Unless you know me really well, you might not know that I am extremely passionate about cats and animals in general. I currently have 1 dog and 8 cats, 2 of which are my daughter's and are temporarily visiting. All my animals have been "found" as strays. I went to a bed-and-breakfast and came home with the love of my life, my dog, Benny. My two senior cats were found as kittens. I have trapped and released and tried to find homes for over 20+ cats in my neighborhood. My other cat adoptions began with one feral female cat that I trapped only to find out that her clipped ear meant she had already been spayed. That's how I learned about the TNR programs. After that, my house became the safe haven for many more ferals; however, if they eat at my house, they have to be fixed. So, I found my own trapper cage at the Salvation Army and began fixing as many that would come for a meal. Luckily I have a wonderful organization in my city that fixes them for free or extremely low cost. I have made a dent in the cat colony that exists in my neighborhood and stopped the breeding. I have brought in three of my outdoor clan, and currently have two other "fat boys" who remain reliant on me for food. The other cats that I have fixed have other feeders in the neighborhood. I'm known as the "cat whisperer" since the "feral" cats eventually come around for me to handle.
What's the best advice that anyone has ever given you?

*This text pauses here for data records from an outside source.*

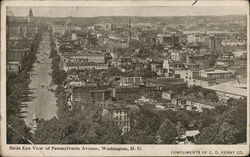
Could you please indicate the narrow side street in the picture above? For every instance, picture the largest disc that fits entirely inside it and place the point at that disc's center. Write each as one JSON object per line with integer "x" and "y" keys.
{"x": 43, "y": 103}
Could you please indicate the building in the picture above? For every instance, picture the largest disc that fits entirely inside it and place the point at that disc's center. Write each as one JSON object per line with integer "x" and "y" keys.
{"x": 227, "y": 91}
{"x": 212, "y": 43}
{"x": 14, "y": 61}
{"x": 120, "y": 115}
{"x": 30, "y": 16}
{"x": 200, "y": 105}
{"x": 126, "y": 81}
{"x": 218, "y": 75}
{"x": 86, "y": 95}
{"x": 168, "y": 95}
{"x": 187, "y": 75}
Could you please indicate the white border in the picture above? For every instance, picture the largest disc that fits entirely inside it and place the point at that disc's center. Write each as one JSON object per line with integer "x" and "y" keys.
{"x": 153, "y": 150}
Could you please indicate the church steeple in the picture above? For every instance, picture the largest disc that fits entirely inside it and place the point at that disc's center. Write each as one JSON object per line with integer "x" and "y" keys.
{"x": 30, "y": 16}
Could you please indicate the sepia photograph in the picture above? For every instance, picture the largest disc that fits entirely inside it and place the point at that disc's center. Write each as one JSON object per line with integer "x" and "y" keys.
{"x": 125, "y": 75}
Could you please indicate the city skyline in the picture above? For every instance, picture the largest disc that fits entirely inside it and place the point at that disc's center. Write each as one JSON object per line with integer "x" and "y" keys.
{"x": 89, "y": 11}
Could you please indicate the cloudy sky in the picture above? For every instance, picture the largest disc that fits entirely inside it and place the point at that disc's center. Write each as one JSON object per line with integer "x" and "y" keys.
{"x": 84, "y": 11}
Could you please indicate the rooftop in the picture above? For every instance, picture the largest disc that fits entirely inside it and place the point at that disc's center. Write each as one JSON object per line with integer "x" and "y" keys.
{"x": 226, "y": 88}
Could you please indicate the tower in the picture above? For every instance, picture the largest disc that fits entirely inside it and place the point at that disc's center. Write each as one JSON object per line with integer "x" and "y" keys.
{"x": 30, "y": 16}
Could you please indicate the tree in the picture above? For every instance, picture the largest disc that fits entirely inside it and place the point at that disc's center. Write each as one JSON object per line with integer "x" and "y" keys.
{"x": 17, "y": 131}
{"x": 167, "y": 132}
{"x": 139, "y": 136}
{"x": 86, "y": 126}
{"x": 218, "y": 133}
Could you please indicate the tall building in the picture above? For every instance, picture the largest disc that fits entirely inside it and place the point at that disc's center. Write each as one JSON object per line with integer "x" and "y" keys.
{"x": 212, "y": 44}
{"x": 30, "y": 16}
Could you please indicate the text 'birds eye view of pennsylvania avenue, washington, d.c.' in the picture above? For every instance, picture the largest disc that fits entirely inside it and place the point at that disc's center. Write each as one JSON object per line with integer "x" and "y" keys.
{"x": 126, "y": 75}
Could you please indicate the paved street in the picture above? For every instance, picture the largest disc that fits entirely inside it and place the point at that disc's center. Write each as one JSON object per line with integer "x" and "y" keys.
{"x": 43, "y": 103}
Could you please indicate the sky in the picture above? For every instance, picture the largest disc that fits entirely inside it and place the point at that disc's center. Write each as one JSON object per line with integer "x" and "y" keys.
{"x": 90, "y": 11}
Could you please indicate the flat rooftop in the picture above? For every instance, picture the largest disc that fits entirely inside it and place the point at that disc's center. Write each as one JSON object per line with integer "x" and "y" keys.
{"x": 230, "y": 89}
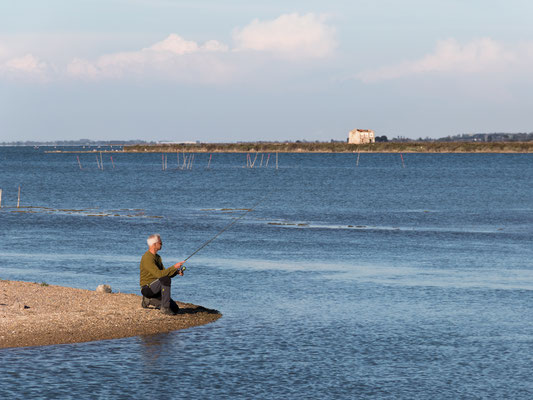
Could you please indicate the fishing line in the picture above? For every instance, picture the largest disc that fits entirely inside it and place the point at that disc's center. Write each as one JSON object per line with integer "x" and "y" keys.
{"x": 226, "y": 228}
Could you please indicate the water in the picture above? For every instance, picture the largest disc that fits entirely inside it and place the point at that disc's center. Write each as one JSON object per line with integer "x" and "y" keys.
{"x": 374, "y": 281}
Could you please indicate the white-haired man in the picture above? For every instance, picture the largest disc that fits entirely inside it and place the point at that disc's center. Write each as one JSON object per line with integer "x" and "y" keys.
{"x": 155, "y": 278}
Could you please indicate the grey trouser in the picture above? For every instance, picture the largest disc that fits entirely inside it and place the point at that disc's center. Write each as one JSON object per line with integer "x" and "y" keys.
{"x": 160, "y": 287}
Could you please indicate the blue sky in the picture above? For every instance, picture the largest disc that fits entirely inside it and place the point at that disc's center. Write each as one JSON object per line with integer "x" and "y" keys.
{"x": 223, "y": 71}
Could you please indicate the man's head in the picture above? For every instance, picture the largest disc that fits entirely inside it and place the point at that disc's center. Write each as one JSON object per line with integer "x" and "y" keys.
{"x": 154, "y": 243}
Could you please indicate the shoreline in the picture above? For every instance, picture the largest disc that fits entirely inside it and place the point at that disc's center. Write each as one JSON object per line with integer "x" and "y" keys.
{"x": 34, "y": 314}
{"x": 323, "y": 148}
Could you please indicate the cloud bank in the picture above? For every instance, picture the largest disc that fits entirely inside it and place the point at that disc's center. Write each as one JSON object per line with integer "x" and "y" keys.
{"x": 481, "y": 57}
{"x": 290, "y": 36}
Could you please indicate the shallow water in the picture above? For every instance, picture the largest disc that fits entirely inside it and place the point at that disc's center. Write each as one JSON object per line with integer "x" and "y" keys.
{"x": 345, "y": 281}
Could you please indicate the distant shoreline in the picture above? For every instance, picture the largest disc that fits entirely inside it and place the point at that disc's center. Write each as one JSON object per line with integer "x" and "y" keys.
{"x": 383, "y": 147}
{"x": 324, "y": 147}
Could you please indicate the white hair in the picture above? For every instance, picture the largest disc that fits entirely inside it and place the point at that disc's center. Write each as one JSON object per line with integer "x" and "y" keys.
{"x": 152, "y": 239}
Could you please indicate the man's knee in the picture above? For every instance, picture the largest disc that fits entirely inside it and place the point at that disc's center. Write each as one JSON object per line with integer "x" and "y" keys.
{"x": 165, "y": 281}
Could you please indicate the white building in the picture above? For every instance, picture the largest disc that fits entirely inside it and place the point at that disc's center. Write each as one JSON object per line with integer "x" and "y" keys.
{"x": 361, "y": 136}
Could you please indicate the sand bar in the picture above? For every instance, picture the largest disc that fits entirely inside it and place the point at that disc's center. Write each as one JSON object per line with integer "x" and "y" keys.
{"x": 34, "y": 314}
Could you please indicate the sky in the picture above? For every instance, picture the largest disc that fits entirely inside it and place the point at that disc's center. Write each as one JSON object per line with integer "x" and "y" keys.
{"x": 235, "y": 70}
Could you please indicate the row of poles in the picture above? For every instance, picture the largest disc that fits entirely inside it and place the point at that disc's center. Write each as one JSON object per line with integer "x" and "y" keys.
{"x": 188, "y": 160}
{"x": 18, "y": 199}
{"x": 99, "y": 161}
{"x": 359, "y": 154}
{"x": 251, "y": 164}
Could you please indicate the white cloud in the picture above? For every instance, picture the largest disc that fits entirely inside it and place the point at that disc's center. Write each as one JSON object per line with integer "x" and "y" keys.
{"x": 173, "y": 58}
{"x": 291, "y": 35}
{"x": 480, "y": 57}
{"x": 28, "y": 67}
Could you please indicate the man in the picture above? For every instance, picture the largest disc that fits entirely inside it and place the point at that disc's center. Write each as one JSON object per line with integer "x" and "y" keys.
{"x": 155, "y": 278}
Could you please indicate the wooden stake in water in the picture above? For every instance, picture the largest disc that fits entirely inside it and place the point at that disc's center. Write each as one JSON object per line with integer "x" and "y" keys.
{"x": 255, "y": 159}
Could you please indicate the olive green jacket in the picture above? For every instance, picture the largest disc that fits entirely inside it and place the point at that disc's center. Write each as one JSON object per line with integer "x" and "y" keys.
{"x": 152, "y": 268}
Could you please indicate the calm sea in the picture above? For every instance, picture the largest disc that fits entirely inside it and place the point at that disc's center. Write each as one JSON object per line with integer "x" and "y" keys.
{"x": 369, "y": 280}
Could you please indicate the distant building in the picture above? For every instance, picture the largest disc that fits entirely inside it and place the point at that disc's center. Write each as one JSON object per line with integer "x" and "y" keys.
{"x": 361, "y": 136}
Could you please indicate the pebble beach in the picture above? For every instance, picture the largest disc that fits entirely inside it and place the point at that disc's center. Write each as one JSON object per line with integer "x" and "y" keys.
{"x": 37, "y": 314}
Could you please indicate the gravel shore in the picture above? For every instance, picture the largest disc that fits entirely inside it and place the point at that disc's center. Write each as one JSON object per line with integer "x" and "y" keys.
{"x": 34, "y": 314}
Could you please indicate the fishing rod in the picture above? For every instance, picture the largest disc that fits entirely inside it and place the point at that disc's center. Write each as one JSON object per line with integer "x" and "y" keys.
{"x": 224, "y": 229}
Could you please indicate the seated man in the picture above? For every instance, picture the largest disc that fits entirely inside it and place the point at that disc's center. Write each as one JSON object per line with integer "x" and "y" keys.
{"x": 155, "y": 278}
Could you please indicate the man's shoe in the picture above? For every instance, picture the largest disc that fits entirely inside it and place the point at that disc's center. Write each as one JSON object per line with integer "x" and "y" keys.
{"x": 145, "y": 302}
{"x": 167, "y": 311}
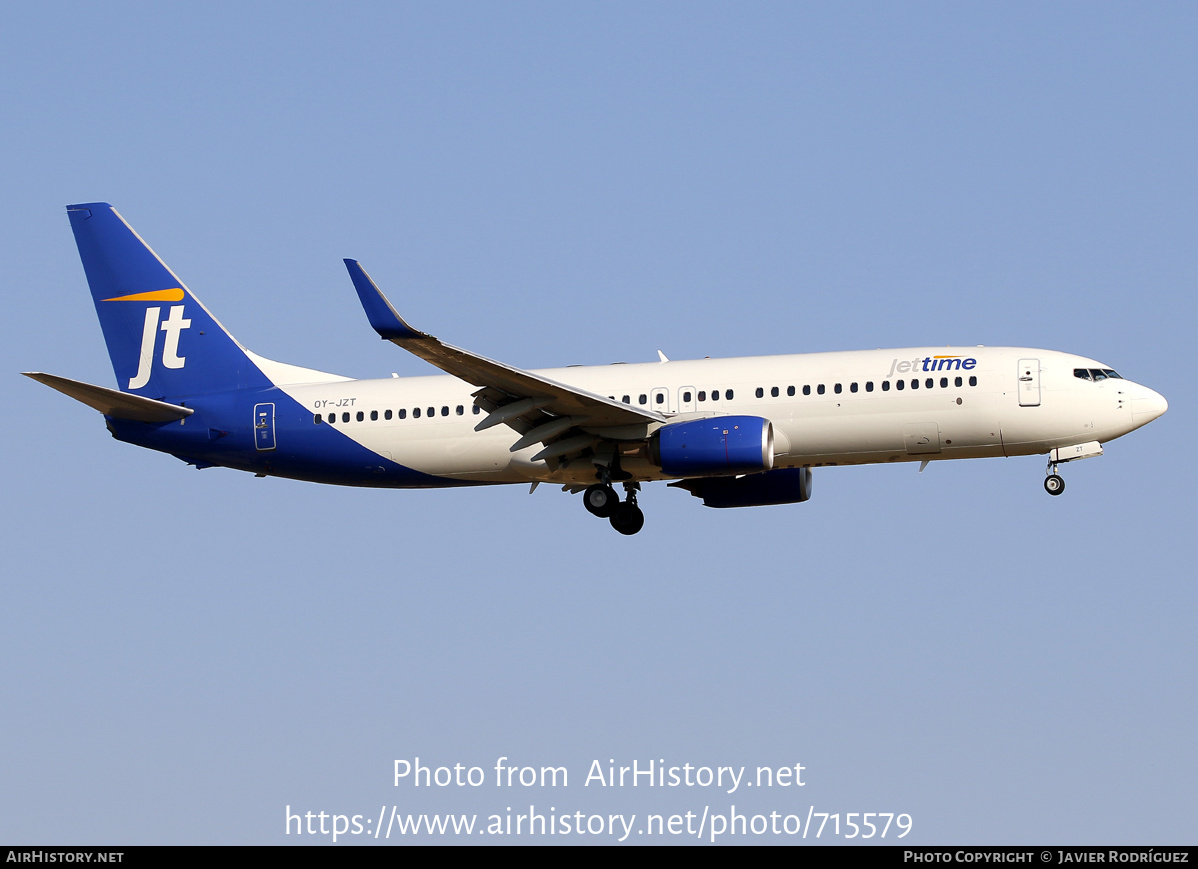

I can't think of any specific words of advice, but rather a life lesson in general. I share this story with my students (when we read Emerson and Thoreau) who I think suffer from the same affliction. I'm a bit of a perfectionist and used to be even worse. Well, it interfered with my creativity since I didn't always like what I created. My grandmother painted, my grandfather was an art teacher, my dad was extremely creative and could build anything, my mom could sew and craft anything, so I guess I put that pressure on myself to be just as good as they were. One day I decided I was going to paint something on canvas. After a trip to New York City I had a beautiful photo of Central Park. I started to paint it but stopped halfway through because i didn't think it was good enough. In fact, I stuck the canvas in my closet for several years. It wasn't until much later that I came to realize that I was painting for myself, no one else. I didn't need to hold up my painting to a Picasso; I didn't need to worry if someone thought that it was terrible. So, I decided to try my hand at painting again; however, I wouldn't let myself start something new until I finished what I had started. I finished my painting of Central park. I show my kids at school where my greens don't match up because I had to buy new paints after all those years. I try to show my kids that no one is perfect, and sometimes we are our own worst critics. We have to be able to live with our own flaws and accept them. I also tell them that there is this great thing known as primer when you just want to start over. Anyway, I think this is how crafting and painting has become like therapy.
What book(s) are on your nightstand right now?
Solid Seasons written by Jeffrey Cramer is currently on my shelf. It is about the friendship between Ralph Waldo Emerson and Henry David Thoreau. I am a fan of Thoreau and his book, Walden. I also have a stack of classic books to read, mostly American writers, since I teach American Literature. I try to read what my students are reading, old and new.
What's your all time favorite food?
I love Thai food, but probably my favorite food is rigatoni with marinara sauce, especially from Olive Garden. If you mean favorite desserts, now that's another story. I have a definite sweet tooth and could eat endless petit fours, cream horns, chocolate ice cream and Italian cookies. However, if you were to look in my pantry, you'd probably find more cat food than anything else!
Thanks for taking the time to let us get to know you better @whitfordj!